Baca juga: Masa Depan Bisnis ”Co-working Space”
Tren bekerja memang semakin mengarah bekerja dari mana saja. Tren ini mungkin dipengaruhi pandemi. Ada saja kok orang yang bekerja dari co-working space dibandingkan dari rumah karena mempertimbangkan kecepatan akses Wi-Fi.
Co-Founder dan CEO Investree Adrian Gunadi, Kamis (9/2/2023), di Jakarta, menceritakan, Investree pernah menggunakan co-working space JustCo di Jakarta sampai dengan 2020 dan G45 di Yogyakarta sampai dengan 2021. Untuk di Jakarta, semua aktivitas Investree terpusat di gedung AIA Central. Investree sampai sekarang masih menggunakan co-working space di kota representatif lainnya, yaitu Semarang dan Surabaya. Sebab, di dua kota tersebut, jumlah karyawan di bawah 10 orang.
Perusahaan penyedia layanan pinjam-meminjam uang berbasis teknologi itu tidak lagi menggunakan co-working space untuk operasional Jakarta dan Yogyakarta karena beberapa alasan, termasuk kredibilitas perusahaan.
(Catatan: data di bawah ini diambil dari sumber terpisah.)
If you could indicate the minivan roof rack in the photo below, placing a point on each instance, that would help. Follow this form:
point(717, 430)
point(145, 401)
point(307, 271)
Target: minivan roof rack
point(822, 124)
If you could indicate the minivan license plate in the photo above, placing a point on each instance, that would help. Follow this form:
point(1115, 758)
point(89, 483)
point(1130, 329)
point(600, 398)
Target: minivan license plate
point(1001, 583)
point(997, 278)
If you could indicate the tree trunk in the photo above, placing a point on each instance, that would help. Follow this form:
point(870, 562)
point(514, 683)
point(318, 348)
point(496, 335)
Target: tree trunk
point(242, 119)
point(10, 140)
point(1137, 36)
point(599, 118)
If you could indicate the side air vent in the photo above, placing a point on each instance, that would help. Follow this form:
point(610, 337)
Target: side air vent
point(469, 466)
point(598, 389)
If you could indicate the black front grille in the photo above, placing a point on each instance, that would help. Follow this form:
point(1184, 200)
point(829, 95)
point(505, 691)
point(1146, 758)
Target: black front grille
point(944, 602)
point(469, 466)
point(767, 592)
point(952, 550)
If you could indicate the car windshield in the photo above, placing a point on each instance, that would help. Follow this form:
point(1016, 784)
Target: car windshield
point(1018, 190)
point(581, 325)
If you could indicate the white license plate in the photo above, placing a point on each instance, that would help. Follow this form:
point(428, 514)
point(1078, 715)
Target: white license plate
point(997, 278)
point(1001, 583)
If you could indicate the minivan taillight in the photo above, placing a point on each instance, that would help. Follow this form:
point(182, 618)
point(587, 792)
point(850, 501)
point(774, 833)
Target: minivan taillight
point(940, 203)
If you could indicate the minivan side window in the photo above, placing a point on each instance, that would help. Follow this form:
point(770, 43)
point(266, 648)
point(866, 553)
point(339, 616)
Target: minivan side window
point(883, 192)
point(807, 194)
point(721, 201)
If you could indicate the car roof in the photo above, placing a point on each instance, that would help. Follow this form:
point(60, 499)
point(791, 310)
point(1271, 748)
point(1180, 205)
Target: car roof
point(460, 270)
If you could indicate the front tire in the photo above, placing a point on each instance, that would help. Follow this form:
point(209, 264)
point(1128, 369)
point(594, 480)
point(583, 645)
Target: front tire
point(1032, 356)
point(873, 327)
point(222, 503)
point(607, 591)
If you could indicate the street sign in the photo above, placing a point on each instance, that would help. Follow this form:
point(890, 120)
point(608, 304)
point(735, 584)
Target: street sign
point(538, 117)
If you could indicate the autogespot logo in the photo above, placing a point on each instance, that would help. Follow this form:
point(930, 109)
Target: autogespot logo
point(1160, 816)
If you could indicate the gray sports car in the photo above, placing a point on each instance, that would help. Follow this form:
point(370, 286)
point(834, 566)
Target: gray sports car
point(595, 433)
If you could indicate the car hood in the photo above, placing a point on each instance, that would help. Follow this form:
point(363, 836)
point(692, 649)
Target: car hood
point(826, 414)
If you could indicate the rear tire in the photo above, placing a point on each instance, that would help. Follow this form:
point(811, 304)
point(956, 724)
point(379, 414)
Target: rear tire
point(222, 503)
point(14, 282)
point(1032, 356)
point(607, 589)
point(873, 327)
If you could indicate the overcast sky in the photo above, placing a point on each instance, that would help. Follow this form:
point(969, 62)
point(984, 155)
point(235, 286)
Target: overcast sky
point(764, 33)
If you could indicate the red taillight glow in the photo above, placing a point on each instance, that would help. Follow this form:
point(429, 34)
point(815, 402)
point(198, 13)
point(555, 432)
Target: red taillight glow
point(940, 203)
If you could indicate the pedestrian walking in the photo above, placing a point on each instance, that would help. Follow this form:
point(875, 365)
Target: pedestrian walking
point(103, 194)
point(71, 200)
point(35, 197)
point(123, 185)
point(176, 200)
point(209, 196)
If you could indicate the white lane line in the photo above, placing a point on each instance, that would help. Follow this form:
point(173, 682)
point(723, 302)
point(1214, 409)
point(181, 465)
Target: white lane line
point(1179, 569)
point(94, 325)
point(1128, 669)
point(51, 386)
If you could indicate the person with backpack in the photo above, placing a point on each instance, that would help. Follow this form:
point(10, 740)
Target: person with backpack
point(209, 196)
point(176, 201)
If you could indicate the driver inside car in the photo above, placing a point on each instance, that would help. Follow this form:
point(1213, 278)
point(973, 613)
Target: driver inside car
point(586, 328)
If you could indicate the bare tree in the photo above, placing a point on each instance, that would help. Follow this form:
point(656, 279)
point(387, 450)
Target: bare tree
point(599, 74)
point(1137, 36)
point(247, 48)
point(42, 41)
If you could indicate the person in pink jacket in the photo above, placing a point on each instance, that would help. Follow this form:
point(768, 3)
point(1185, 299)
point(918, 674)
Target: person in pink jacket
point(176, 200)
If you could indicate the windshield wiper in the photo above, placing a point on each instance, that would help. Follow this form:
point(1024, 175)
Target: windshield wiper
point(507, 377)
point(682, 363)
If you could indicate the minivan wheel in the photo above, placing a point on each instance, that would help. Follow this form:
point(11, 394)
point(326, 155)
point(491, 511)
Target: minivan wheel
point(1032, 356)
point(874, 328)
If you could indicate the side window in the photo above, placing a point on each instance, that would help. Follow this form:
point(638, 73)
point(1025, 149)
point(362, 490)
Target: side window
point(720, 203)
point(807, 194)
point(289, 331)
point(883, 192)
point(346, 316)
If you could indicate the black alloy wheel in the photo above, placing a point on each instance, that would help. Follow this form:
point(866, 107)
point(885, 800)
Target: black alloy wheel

Pertumbuhan karyawan cukup pesat sehingga kebutuhan ruang bekerja tidak cocok dengan metode berbagi dengan perusahaan lain.
Joyce Hutapea, PRecious Communications Indonesia, Market Lead, mengatakan, pihaknya selalu menggunakan layanan co-working space. Sebagai penyewa/tenant, dia berpendapat keberadaan co-working space sebenarnya masih sangat membantu pengelolaan biaya operasional, terutama untuk perusahaan berskala kecil dan menengah.
”Tidak sedikit perusahaan penyewa ruang di co-working space mendaftarkan alamat/akta perusahaan sesuai alamat co-working space. Dengan maraknya isu co-working space yang menghentikan operasinya, kami rasa pengelola perlu membantu memberikan rasa aman bagi penyewa dan mengomunikasikan dengan baik mengenai kelangsungan bisnis mereka,” kata Joyce.